A couple years earlier, this rapidly growing young company (call it XYZ) saw its revenue flattening and had regulators questioning its processes. In an attempt to impose discipline and cut costs, XYZ centralized software development. Executives felt that this would give them more visibility into the development portfolio and ensure that a standard process was used throughout the organization. They also hoped to even out the software development workload, increase utilization of resources, and eventually be able to outsource a good deal of development.
The problem was, XYZ’s products were largely based on software. When the software developers left the business units, the company's track record for fielding successful new products plummeted. Time-to-market stretched out for even the most important initiatives, and market share dropped. What went wrong?
People or Resources?
Company XYZ did very well when new products were designed and implemented inside of a business unit. When a key part of the product development team, those developing the software, were removed from the business unit, many important features of product development were lost. For example, funding was no longer incremental, based on stages and gates. Complete funding for product development had to be justified and allocated in order to get software development resources assigned. In turn, a complete specification and estimate of spending was required before work could begin. Software architects were no longer involved at the fuzzy front end of new product development, and the discovery loops that used to be part of product development were no longer acceptable.

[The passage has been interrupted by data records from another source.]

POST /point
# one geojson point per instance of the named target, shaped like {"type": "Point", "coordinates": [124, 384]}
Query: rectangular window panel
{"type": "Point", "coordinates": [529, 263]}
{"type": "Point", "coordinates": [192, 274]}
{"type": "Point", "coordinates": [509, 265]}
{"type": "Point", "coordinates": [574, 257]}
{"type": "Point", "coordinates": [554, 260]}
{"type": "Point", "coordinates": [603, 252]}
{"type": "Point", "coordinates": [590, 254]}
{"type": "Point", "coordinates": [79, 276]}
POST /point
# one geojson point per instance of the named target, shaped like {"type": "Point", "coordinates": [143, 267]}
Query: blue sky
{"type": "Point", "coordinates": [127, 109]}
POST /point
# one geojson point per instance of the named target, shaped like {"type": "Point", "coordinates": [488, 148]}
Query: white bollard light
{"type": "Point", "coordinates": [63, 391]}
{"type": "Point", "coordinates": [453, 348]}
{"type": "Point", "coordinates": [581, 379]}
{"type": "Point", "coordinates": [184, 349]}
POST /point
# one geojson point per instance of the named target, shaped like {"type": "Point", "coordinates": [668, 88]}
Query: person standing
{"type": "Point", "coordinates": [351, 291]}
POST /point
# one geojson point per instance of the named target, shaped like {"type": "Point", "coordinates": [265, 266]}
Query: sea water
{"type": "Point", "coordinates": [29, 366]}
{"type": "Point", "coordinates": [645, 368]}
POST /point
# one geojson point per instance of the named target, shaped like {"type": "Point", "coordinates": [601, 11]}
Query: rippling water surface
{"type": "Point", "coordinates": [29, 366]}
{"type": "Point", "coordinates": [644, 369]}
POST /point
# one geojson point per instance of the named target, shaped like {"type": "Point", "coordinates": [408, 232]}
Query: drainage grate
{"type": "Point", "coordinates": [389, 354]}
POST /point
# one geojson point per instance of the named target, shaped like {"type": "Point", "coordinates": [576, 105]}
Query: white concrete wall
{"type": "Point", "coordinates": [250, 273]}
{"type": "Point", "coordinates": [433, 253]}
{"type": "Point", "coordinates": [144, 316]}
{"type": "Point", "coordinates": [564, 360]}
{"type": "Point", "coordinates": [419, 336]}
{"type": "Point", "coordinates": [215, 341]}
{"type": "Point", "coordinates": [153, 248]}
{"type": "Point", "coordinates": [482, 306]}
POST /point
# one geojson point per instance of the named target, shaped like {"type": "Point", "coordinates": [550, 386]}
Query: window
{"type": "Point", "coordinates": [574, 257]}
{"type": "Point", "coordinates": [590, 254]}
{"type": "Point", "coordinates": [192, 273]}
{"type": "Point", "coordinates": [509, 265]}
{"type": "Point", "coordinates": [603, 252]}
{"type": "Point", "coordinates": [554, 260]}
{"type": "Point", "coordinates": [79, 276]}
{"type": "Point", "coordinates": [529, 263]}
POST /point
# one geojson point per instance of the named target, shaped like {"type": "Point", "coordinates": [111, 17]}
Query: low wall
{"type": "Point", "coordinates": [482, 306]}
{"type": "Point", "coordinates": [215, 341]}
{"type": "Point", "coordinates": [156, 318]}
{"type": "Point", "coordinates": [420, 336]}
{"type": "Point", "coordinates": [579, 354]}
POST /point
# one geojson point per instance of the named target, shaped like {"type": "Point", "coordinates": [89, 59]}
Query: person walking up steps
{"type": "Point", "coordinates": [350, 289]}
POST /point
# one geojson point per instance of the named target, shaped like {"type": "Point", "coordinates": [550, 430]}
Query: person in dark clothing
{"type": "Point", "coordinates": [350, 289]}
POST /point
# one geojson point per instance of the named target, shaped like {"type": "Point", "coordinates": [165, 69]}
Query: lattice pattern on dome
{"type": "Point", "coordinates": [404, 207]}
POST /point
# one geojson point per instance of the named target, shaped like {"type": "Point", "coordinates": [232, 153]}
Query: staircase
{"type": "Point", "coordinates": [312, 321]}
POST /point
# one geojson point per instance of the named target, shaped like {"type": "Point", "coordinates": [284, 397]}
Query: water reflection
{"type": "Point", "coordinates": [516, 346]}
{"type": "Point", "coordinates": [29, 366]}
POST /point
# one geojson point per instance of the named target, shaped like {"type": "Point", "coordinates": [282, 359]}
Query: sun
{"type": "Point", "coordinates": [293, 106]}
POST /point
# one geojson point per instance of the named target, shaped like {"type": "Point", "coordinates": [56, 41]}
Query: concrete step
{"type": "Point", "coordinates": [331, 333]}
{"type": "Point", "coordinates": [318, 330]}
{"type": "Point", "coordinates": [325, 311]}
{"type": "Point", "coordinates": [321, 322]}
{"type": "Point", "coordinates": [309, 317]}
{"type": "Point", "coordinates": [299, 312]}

Even as feedback loops were removed from product development, they became more important than ever, because the software development people on the product team were usually not familiar with the business, and worse, they were not even familiar with each other. In places where tacit knowledge and team cohesiveness are important, treating people as interchangeable resources just doesn’t work.
Scheduling
Prior to the reorganization, when software people were embedded in divisions, some people were regularly assigned to several projects at a time, while others appeared to be less than fully utilized. The company decided that it would be more effective to assign individuals to only one project at a time, and if possible, the projects should be small. Unfortunately, this created a scheduling nightmare, so XYZ invested in a computerized resource scheduling system to help sort out the complex resource assignments.

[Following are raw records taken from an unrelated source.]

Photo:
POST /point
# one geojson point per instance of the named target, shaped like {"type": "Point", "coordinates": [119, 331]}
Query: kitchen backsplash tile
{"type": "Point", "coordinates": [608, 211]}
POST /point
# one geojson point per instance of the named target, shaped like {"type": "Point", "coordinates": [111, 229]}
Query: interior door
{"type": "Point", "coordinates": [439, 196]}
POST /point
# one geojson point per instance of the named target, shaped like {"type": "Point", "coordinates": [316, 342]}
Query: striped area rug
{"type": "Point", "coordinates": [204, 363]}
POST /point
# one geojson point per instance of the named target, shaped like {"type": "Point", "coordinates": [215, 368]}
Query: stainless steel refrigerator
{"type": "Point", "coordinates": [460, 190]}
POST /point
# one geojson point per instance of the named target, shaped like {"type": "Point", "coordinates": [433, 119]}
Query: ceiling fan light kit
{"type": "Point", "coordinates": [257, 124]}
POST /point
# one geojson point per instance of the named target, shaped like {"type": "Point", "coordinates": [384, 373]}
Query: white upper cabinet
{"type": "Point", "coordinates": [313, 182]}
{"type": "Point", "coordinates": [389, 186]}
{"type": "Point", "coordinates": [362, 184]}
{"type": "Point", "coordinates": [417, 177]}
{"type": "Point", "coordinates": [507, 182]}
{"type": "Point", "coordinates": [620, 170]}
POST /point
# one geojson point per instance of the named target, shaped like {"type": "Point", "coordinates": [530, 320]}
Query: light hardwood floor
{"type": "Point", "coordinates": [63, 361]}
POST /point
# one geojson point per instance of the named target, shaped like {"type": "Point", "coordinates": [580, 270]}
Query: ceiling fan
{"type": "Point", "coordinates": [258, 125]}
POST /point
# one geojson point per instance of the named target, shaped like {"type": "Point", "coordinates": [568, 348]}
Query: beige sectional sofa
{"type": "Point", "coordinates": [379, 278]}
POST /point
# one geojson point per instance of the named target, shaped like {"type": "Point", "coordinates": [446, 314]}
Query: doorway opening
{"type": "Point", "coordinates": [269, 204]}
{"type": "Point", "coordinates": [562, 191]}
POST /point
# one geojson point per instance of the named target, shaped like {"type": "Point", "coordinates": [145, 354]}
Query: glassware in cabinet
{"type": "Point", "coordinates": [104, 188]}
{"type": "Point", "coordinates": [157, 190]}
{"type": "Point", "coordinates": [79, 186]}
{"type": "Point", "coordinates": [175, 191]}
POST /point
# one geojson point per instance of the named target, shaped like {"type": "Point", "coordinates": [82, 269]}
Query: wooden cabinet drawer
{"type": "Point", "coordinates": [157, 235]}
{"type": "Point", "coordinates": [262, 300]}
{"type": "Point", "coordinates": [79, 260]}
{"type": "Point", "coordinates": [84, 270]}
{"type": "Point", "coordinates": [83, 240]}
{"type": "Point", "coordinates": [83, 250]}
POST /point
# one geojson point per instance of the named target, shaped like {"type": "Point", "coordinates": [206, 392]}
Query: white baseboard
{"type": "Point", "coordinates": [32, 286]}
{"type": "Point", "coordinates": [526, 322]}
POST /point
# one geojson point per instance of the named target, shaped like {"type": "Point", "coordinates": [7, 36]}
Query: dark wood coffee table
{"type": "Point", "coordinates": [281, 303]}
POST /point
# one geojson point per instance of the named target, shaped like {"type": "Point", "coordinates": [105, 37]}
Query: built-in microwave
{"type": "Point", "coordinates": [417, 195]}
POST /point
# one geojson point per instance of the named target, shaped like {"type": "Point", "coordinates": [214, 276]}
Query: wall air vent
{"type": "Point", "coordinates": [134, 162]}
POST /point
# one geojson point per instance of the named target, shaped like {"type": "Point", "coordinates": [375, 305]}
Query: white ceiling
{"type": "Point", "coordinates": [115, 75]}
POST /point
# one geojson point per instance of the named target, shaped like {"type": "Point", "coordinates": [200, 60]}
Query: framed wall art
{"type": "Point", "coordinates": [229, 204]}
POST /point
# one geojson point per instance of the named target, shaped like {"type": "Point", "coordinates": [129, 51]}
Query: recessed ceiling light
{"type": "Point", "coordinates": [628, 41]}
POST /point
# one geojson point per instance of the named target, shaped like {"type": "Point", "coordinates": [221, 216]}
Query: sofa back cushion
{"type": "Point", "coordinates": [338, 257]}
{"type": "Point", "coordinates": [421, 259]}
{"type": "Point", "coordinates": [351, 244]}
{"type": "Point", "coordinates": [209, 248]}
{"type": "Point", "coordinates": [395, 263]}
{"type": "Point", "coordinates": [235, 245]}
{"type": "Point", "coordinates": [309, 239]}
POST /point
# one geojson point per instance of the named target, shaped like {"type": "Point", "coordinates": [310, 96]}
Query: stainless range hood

Computerized scheduling systems have a well known problem: they do not accommodate variation. XYZ discovered that if projects didn’t end when they were scheduled to end, the system’s assumptions were invalid, so the system’s resource assignments were often out of touch with reality. The company tried to fix such problems by keeping some teams intact and by holding weekly management meetings to arbitrate the conflicts between the computer’s schedule and reality. In practice, the overhead of management intervention and idle workers waiting for teams to assemble outweighed any efficiencies the system generated.
Company XYZ also tried to reduce the variability of project completion by urging teams to make reliable estimates and rewarding project managers who delivered on schedule. Unfortunately, such attempts to reduce variability generally don’t work. The reason for this becomes clear with a quick look at the theory of variation.
Variation
W. Edwards Deming[1] first popularized the theory of variation, which is now a cornerstone of Six Sigma programs. Deming taught that there are two kinds of variation: common variation and special variation. Common variation is inherent in the system, and special variation is something that can be discovered and corrected. Common variation can be measured and control charts can be used to keep the system within the predicted tolerances. But it is not possible for even the most dedicated workers to reduce common variation; the only way to reduce common variation is to change the system. And here’s the important point: Deming felt that most variation, (95%+)[2] is common variation, especially in systems where people are involved.

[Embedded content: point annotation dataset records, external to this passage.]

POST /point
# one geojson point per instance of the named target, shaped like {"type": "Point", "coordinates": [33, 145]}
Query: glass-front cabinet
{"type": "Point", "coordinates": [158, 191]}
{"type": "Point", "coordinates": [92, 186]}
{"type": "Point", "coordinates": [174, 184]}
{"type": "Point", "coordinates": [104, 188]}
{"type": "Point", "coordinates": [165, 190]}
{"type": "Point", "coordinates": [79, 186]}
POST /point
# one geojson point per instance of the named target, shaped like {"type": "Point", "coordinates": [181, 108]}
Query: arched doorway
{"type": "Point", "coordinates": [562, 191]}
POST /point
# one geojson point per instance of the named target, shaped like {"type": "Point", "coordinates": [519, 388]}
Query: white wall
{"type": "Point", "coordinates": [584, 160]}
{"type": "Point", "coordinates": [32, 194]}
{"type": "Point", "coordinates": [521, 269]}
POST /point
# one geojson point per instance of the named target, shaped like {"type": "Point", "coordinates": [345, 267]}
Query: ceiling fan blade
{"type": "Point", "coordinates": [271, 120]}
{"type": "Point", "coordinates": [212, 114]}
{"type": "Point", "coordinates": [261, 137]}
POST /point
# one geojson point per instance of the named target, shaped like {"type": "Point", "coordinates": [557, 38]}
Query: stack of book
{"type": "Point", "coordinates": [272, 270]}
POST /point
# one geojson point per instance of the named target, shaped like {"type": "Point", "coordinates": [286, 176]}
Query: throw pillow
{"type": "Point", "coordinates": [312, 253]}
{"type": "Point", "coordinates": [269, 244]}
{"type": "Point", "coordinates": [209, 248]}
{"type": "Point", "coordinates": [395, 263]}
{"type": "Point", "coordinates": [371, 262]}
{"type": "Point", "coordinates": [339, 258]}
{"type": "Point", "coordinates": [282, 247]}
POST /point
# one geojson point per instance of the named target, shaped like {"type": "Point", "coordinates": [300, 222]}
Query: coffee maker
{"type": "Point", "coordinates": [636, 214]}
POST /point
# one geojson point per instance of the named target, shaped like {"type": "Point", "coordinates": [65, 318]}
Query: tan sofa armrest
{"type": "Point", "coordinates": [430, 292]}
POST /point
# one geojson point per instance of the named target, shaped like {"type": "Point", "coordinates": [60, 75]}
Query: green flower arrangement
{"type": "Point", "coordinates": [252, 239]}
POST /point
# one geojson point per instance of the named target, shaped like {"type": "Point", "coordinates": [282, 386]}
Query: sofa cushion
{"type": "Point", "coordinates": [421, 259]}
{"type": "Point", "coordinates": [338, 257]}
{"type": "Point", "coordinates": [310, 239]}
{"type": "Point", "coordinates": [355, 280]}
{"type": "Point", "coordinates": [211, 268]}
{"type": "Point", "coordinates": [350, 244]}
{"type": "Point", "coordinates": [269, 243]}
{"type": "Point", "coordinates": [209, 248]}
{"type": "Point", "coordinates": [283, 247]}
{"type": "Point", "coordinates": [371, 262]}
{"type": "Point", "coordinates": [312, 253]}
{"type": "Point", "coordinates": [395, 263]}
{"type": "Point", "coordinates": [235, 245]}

The other kind of variation is special variation, which is variation that can be attributed to a cause. Once the cause is determined, action can be taken to remove it. But there is danger here: “tampering” is taking action to remove common variation based on the mistaken belief that it is special variation. Deming insisted that tampering creates more problems that it fixes.
In summary: The overwhelming majority of variation is inherent in a system, and trying to remove that variation without changing the system only makes things worse. We can assume that most of the variation in project completion dates is common variation, but since computerized scheduling systems are deterministic, they can’t really deal with any variation. The bottom line: a computerized scheduling system will almost never work at the level of detail that XYZ was trying to use it. Exhorting workers to estimate more carefully and project mangers to be more diligent in meeting deadlines is not going to remove variation from projects. We need to change the rules of the game.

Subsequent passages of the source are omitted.